Donde sea, como sea, seguiré alimentando el ya casi obsoleto blog Ruta Norte Laguna. Me lo prometo aquí, a punto de aterrizar en Bogotá y escribiendo a las carreras en la incomodidad del celular que tampoco se raja aunque también ya sea viejito.
sábado, julio 02, 2016
Osito
Un
osito de peluche bailaba afuera de la tienda de regalos La Sonrisa. El osito en
realidad era Fabricio, quien supuestamente andaba de viaje. Su plan fue ese:
mentir a Yolanda, usar como pretexto uno de sus viajes de trabajo para simular
la chamba de botarga con la cual espiaría las andanzas de su esposa en aquel
departamento. Fabricio sospechó que algo andaba mal, que su mujer no se quejaba
pese a las ausencias. Pensó en sorprenderla, en agarrarla con las manos en la
masa del amante. Cierto que Fabricio usaba los viajes para pasear con Vero, su
novia, y que esa relación ya iba para varios meses de fervor. Pero mientras
viajaba con su amante no dejaba de acosarlo la casi absoluta certeza de que su
mujer ya se metía con otro. Fue en Querétaro donde se le ocurrió la idea.
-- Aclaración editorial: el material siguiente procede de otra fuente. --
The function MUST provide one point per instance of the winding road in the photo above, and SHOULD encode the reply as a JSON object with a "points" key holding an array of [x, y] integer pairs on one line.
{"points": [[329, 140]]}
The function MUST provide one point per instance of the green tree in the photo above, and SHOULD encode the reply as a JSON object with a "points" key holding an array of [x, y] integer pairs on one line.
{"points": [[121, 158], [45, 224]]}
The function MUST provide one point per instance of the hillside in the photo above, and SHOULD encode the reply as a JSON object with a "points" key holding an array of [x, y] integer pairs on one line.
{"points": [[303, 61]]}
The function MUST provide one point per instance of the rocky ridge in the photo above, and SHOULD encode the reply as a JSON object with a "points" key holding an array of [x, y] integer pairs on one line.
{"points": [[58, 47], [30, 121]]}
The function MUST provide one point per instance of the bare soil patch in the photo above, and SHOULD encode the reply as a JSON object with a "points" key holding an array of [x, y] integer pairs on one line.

Fabricio caminaba con Vero y afuera de una tienda de mascotas vio bailar una
botarga de conejito. Al lado de la botarga una joven fotógrafa pedía al público
que se dejara retratar junto al peluche. Por jugar, como amantes aniñados y sin
saber por qué, Fabricio aceptó la oferta. Tras despedirse del sujeto metido en el disfraz y de la fotógrafa le llegó la iluminación. Poco después, de regreso en La
Laguna, puso en marcha el plan. Investigó: el posible amante de Yolanda vivía
en un departamento. Fue a recorrer el sitio y vio la tienda de regalos. Luego
consiguió una botarga, un equipo de sonido y contrató un fotógrafo. Lo que
siguió fue simple: ofreció una semana gratis, sin compromiso, a la tienda.
Prometió embusteramente que el baile del osito incrementaría las ventas. En la
tienda mordieron el anzuelo. Mintió a Yolanda sobre un viaje urgente, hizo una
maleta falsa y fingió correr a la central de autobuses. Al día siguiente comenzó
a bailar. Fabricio estaba seguro de que Yolanda aparecería inmediatamente con
su amante, y no se equivocó: esa misma tarde llegaron en un Mustang negro. El
tipo era atlético, con traza de que hacía mucho gimnasio, una especie de galán
corriente. Bajaron del coche y el osito les hizo señas. Por suerte cayeron en la trampa y se dejaron tomar una foto. Luego se perdieron en el edificio de
departamentos. Fabricio, claro, estaba molesto, celoso, herido en su amor
propio de macho, pero algo le decía que el asunto no estaba tan mal: ya tenía
la prueba para terminar con Yolanda. Como el gato que juega con el ratón antes
de devorarlo, decidió proceder lentamente, sin alterarse, incluso
enigmáticamente, para desconcertar a su mujer, para ponerla nerviosa antes de propinarle
el mazazo último. Por mail le envió la foto del osito con la pareja bien tomada
de la mano, y añadió estas malévolas palabras: “Yolandita: mira lo que tiene el
osito”. Dos horas después, también por mail, Yolanda le envió una foto tomada
hace pocas semanas frente a una tienda de mascotas, y esta frase: “Adivina
quién vivió dentro del conejito, querido”.